> like making backups before undergoing production work
The specific part you mention also brings up a really vital part of a backup system, testing that the backups generated actually can restored.
I've seen so many companies with untested recovery procedures where most of the time they just state something like "Of course the built-in backup mechanism work, if it didn't, it wouldn't be much of a backup, would it? Haha" while never actually tried to recover from it.
Although, to be fair, I've only seen one time out of the untested 10s where it had an actual impact and the backups actually didn't work, but the morale hit that the company ended up having made my brain really remember the fact to test your backups.
>I have, on two occasions, discovered that my new place of employment had never tested the restore process and had broken daily backups.
Same same, it was with backupexec, once the daily backup-report said everything fine, so i made a restore on a vm (just to check) then a dry-run rsync with the prod Machine (Fileserver) and it wanted to transfer about 1TB of files, the last "real" backup was 2 year ago, turned out the backupexec-agent on the Fileserver was never updated and reported that the last backup was successful (the 2 yo that was).
>In this particular case, it isn't an issue of 'data loss' which could be recovered from good backups.

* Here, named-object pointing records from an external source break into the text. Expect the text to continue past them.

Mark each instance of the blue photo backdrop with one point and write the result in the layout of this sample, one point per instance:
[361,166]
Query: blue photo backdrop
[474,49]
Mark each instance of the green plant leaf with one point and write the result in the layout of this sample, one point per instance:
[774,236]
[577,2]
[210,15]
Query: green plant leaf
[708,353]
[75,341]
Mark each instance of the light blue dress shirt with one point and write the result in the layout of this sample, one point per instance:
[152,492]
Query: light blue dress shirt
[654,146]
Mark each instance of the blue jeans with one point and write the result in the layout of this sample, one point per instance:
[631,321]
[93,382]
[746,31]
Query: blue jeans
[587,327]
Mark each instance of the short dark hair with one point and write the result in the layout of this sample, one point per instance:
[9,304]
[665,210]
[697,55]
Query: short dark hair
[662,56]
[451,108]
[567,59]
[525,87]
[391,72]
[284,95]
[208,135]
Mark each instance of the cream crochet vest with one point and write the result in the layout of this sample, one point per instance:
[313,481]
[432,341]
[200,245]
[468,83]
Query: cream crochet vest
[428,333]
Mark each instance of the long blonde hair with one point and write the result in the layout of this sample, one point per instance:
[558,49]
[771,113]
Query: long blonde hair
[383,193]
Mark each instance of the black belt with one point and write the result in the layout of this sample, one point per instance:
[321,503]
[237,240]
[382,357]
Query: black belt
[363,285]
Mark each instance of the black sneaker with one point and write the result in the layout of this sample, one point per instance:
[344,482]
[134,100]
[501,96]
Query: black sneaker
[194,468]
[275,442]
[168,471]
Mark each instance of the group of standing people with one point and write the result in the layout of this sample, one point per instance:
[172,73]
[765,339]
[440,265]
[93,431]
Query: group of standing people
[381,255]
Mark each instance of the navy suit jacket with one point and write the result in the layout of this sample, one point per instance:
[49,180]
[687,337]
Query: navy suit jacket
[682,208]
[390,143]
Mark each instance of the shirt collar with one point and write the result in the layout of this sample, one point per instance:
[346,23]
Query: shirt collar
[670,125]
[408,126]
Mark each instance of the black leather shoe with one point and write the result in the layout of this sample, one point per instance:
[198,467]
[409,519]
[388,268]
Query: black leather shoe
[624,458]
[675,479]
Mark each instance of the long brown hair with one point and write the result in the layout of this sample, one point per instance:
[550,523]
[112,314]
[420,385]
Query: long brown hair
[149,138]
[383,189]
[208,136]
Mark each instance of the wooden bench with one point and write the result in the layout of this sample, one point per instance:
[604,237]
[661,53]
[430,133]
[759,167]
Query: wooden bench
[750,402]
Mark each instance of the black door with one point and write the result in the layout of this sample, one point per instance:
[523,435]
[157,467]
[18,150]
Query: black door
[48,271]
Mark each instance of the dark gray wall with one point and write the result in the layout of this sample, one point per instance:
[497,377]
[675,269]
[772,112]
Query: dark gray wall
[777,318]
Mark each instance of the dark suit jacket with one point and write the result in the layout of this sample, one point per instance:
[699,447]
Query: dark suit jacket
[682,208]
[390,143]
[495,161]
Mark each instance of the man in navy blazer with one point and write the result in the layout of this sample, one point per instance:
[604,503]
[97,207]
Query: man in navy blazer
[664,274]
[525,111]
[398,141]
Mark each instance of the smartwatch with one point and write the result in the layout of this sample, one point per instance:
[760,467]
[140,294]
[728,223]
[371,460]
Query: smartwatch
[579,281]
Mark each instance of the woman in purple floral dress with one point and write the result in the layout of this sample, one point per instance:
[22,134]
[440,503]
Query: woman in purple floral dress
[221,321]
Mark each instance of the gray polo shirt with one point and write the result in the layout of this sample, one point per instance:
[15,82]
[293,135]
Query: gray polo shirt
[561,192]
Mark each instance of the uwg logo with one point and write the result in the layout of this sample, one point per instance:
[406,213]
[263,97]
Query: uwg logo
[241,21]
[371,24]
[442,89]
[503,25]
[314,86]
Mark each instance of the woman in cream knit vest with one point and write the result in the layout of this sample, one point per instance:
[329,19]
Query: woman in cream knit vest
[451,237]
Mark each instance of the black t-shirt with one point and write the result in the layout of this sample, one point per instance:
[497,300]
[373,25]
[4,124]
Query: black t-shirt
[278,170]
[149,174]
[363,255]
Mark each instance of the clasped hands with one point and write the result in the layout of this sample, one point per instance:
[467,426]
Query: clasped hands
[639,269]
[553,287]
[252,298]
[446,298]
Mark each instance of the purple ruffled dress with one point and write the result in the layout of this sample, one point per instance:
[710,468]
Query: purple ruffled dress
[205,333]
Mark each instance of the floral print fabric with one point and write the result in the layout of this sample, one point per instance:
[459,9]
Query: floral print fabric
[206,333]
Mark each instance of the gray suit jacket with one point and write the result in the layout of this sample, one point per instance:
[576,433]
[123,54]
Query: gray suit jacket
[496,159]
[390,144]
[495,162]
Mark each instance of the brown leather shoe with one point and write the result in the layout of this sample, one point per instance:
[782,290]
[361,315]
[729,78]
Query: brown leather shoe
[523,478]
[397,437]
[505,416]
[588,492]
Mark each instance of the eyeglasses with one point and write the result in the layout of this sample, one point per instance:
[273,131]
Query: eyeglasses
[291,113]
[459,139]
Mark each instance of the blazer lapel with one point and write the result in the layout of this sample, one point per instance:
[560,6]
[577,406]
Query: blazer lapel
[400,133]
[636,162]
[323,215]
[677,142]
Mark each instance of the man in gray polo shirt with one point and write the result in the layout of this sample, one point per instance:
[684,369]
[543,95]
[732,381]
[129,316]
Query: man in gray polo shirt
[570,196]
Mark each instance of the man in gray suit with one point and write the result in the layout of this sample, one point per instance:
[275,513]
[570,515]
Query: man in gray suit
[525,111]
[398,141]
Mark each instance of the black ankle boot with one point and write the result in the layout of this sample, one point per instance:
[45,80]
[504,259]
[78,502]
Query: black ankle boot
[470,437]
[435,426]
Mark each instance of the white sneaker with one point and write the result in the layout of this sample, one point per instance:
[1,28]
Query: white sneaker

Do we know that they had good backups in this particular case? The fact that their systems are not yet back online makes me wonder if maybe they didn't.
> I have never encountered a business that does not require backups.
Me neither. But unfortunately the most I've encountered don't either have truly full backups (missing stuff), actually working backup process (some issue with backup media, process, etc.) or any idea how to actually restore if something does happen.
Almost no one does drills to restore backups to some test system.
I can't talk about the other cases, but I can tell about one small startup I joined a long ago. The worst one. They did backups on a 3-disk RAID-5 server... with one disk broken and one with SMART warnings. Their backup process also failed to backup anything with too long path names, so in reality almost half of the data was actually missing! There was also some unicode issue that lost files with characters above 128 ASCII.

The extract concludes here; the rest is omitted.